世界の灰色の部分
1時間6千円。指名料別。焼酎飲み放題。女の子のドリンク別。
「今ならそこを1時間5千円、5千円っす!そこのオニイサン達、どうっすか!?え、えー、そうっすねぇ、…はい、じゃあ今回だけっすよ、わっかりました!1時間4500円で。あざーっす!」

今日も、店の前では客引きのオニーチャンが通っていくオヤジや若者を見つけては、必死に声をかけてる。

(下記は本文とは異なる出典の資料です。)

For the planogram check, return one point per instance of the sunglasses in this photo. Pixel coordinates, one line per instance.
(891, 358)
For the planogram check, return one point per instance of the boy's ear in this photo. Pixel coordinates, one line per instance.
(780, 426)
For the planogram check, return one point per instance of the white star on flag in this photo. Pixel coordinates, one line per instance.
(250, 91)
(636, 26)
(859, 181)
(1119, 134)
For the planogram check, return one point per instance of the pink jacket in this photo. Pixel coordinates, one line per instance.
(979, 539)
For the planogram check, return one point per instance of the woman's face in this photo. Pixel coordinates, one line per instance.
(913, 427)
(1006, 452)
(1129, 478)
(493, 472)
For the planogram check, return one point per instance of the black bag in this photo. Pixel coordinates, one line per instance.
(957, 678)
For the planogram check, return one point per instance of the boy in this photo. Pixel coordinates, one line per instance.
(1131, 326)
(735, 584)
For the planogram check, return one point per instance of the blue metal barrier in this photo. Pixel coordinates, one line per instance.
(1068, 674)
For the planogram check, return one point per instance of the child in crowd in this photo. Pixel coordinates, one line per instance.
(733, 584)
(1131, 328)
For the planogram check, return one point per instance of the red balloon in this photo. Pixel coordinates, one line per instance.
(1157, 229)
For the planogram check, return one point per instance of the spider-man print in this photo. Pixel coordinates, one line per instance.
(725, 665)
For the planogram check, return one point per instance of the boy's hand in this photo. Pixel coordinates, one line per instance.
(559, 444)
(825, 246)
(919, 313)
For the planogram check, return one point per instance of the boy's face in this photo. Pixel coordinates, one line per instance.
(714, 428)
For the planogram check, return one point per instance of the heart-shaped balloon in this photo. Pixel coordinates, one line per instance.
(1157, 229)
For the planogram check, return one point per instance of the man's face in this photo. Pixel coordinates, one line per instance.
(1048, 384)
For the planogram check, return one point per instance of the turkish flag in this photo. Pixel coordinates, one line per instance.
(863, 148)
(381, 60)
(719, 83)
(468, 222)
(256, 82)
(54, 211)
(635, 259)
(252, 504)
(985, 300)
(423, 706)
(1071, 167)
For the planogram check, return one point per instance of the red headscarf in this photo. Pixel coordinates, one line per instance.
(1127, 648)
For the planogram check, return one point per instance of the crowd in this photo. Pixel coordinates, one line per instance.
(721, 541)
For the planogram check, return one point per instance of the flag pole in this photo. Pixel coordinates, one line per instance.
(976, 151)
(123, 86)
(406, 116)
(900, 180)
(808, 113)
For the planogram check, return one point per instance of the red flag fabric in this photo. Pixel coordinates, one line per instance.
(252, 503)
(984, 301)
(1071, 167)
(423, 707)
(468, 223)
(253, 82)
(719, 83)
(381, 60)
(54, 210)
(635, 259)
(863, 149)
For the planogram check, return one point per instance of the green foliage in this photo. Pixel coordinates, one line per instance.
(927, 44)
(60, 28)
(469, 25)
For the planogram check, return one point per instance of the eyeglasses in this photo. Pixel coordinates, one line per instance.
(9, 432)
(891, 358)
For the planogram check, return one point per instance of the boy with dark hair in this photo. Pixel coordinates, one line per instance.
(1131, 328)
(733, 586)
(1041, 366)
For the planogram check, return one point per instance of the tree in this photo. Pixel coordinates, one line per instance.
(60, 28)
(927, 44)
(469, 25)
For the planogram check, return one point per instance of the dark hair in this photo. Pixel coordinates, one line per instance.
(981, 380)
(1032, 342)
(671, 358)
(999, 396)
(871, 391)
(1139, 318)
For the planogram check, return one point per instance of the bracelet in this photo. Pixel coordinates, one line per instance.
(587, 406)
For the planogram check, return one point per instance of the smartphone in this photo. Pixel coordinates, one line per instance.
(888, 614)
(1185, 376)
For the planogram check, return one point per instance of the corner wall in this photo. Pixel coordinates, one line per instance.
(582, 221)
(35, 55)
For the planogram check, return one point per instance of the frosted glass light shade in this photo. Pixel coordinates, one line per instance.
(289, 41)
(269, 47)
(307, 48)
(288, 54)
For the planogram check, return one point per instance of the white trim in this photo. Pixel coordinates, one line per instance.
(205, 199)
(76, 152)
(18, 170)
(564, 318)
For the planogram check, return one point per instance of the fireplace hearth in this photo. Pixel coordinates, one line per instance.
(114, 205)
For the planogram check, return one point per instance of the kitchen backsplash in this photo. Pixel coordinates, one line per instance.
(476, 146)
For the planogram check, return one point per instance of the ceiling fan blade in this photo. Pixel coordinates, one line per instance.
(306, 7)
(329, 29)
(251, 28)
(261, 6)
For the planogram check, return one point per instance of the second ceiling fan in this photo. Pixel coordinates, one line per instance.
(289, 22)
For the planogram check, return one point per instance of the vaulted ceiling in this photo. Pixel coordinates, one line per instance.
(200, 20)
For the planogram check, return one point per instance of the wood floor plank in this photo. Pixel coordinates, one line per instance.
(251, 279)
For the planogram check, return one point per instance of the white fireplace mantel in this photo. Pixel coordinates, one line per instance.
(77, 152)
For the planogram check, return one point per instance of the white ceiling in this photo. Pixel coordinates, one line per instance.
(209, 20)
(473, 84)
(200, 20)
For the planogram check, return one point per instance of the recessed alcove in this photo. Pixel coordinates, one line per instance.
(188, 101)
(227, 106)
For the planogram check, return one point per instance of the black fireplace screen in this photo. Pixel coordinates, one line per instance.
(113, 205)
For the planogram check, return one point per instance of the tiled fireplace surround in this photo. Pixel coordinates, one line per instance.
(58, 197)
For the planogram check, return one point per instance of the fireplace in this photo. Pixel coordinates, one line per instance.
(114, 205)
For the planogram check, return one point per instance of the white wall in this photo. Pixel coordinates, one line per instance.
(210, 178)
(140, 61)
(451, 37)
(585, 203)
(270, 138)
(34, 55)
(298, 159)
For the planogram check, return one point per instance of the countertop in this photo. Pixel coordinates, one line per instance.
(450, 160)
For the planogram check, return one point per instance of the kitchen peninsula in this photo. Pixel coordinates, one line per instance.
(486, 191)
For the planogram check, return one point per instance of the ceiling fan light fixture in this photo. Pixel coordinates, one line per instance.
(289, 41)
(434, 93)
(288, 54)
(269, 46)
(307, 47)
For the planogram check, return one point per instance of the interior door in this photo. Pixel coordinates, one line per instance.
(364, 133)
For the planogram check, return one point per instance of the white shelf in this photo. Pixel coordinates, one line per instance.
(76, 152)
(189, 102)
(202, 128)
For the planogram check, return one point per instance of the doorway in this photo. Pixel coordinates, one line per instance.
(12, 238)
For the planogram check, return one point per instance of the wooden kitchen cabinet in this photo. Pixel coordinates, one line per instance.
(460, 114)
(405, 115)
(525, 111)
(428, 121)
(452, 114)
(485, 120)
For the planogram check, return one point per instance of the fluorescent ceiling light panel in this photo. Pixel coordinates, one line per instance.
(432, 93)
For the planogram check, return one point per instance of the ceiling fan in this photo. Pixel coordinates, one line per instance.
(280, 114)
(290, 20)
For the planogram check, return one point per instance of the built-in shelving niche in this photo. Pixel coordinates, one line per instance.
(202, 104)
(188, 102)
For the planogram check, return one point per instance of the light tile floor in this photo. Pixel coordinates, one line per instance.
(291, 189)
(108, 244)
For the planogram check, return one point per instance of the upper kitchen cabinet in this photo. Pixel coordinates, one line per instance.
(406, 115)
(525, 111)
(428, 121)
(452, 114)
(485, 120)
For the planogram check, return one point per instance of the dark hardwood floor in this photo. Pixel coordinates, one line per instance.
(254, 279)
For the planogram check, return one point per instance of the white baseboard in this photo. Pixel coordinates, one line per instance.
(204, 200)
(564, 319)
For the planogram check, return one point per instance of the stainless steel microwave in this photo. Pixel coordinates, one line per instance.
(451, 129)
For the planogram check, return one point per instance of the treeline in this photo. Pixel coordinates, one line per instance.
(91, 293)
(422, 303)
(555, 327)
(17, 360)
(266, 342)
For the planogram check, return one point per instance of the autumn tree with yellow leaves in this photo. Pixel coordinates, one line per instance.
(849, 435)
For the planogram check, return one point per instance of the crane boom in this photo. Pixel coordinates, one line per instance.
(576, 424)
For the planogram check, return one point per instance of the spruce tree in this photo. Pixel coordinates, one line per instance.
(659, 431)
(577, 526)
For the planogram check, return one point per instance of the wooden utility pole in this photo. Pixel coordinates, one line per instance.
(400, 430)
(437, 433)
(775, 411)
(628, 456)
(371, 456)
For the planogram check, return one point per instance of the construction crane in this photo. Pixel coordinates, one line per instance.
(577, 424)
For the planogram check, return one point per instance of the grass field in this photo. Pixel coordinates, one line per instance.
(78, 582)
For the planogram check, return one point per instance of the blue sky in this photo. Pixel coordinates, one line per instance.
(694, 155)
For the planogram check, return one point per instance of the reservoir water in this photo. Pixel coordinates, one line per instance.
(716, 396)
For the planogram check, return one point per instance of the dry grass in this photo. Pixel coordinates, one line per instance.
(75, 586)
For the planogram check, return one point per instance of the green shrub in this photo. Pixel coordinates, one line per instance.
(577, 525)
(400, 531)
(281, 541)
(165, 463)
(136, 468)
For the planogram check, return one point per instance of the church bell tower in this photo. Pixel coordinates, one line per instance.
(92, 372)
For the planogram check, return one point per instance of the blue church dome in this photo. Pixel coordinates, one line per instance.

都心から少し離れた、生活臭漂う町の、駅裏通りの界隈。
居酒屋が並び、その少し奥に入れば、カラオケパブだのスナックだのクラブだの、そういった店の集合地。
ただし、銀座や歌舞伎町なんかが持つようなの夜の貫禄はかけらもない。
平日の店内は閑古鳥が鳴き、シャンパンを頼む客なんて、週末に見るか見ないか。通りの前では客引きがどんどん店の値打ちを下げ、通る男たちを逃がすもんかとする。
うちだけじゃなくて、きっとこの近辺じゃどこの店もそんなもんだと思う。

そんな世の中でもっともどうしようもないような場所にある、ちんけなキャバクラ。
そこが、わたしの勤め先。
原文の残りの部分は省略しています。